Javier Rodero ha aceptado el desafío de componer la música para nuestro agente secreto particular. Entrenado en los cortos y la publicidad, llegó al cine de la mano de, precisamente, Javier Ruiz Caldera, para el cual ha trabajado desde entonces: Promoción Fantasma (2012), Tres Bodas de Más (2013) y, ahora, Anacleto: Agente Secreto (2015). Sus misiones no son secretas.  Él mismo afirma que para este último trabajo ha utilizado: “instrumentación clásica con ranuras 'seventies', texturas sintéticas y bajos potentes”. Así de claro. Pero nosotros, como espías musicales, hemos querido indagar un poco más.

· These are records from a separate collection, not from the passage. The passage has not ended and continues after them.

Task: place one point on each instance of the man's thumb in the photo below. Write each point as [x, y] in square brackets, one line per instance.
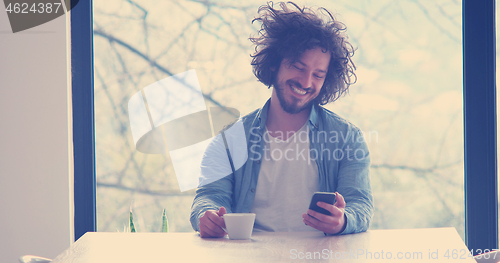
[222, 211]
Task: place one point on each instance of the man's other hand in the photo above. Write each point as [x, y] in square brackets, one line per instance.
[212, 223]
[330, 224]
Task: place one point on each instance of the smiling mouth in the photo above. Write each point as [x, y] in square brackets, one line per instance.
[297, 90]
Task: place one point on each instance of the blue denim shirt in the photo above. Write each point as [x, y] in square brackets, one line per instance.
[341, 155]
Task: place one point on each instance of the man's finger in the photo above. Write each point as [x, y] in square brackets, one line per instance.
[222, 211]
[214, 217]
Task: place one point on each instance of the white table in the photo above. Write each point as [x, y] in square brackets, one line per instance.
[408, 245]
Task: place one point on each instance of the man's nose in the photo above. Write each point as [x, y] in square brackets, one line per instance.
[306, 80]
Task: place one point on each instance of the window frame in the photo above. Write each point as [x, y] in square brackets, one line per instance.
[480, 127]
[480, 153]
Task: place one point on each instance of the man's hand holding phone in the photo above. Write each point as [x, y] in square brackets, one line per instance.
[212, 223]
[330, 224]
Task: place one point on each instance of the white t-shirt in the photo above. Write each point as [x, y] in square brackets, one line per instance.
[287, 180]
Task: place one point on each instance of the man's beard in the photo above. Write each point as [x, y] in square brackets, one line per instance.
[290, 107]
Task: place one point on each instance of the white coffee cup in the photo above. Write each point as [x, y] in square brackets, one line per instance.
[239, 225]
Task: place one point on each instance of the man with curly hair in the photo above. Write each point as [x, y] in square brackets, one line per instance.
[306, 58]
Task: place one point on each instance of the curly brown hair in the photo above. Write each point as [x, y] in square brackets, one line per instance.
[288, 32]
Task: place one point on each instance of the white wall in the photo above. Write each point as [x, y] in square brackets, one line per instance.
[34, 177]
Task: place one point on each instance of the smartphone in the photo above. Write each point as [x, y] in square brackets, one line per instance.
[329, 198]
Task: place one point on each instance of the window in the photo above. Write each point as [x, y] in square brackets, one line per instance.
[407, 100]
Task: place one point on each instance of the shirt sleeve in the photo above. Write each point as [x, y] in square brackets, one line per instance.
[354, 183]
[215, 182]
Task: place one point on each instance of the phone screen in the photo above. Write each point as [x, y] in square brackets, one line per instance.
[329, 198]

Remontémonos en el tiempo y en el espacio. ¿En quién se inspiró Vázquez para sus cómics? No solo en James Bond y todo el elenco de espías  sesenteros y setenteros, sino más concretamente en el Maxwell Smart de la serie de televisión Superagente 86 (1965). Pues bien. Escuchemos la música que Irving Szathmary compuso para la misma.  Al fin y al cabo…James Bond.

Volvamos al presente. Referencias de Javier Ruiz Caldera para Anacleto: Sin Perdón , La Última Cruzada, Mission: Impossible, Lalo Schifrin), Jungla de Cristal, Mentiras arriesgadas… lo que musicalmente hablando se traduce en: Lennie Niehaus, John Williams, Lalo Schifrin, Michael Kamen y Brad Fiedel. Dejando la tendencia jazz del primero, quitando al segundo, y manteniendo el resto. James Bond de nuevo.

¿Y qué hay de sus contemporáneos? Lo más cercano: Operación U.N.C.L.E (Guy Ritchie, 2015), con música de Daniel Pemberton  , sucesora de, valga al redundancia, su antecesora televisiva  ¿A que nos suena?

Con todos estos datos, solo nos queda escuchar uno por uno los temas de Javier Rodero para Anacleto. ¿Y qué nos encontramos? Pues un poco de todo ello, cocinado desde la perspectiva del autor: entre lo tradicional del género y el sintetizador.

Anacleto Theme sigue en la línea de guitarras, percusión…pero que asignada a este agente chapucero adquiere un toque paródico particular. Un toque que se ampliará al resto de temas, que llevan este primero como seña de identidad, y que cerrará el círculo con el tema Trato Hecho.
Gobi. Un hito en la iconografía anaclética que no podía faltar. Podría haber tirado de western. Incluso de la épica de un Maurice Jarre. Pero elige seguir el hilo con un algo de esa misión imposible que es el desierto en sí, y otro poco de grandeza medio épica, medio cómica.

Temas de auténtica tensión: El Chino, Reparto o Bomba. Temas que acompañan las geniales escenas de acción, como Reguero de Sangre. Otros, como Bingo,  que remiten levemente a Henry Mancini. E incluso temas de tono mucho más personal: Vigilancia, Diario o Ikea. Pero todos con un aire tan particular como nuestro antihéroe patrio, el cual también fusiona tradición y actualidad, comedia, parodia, acción y nostalgia. Todo mezclado, no agitado.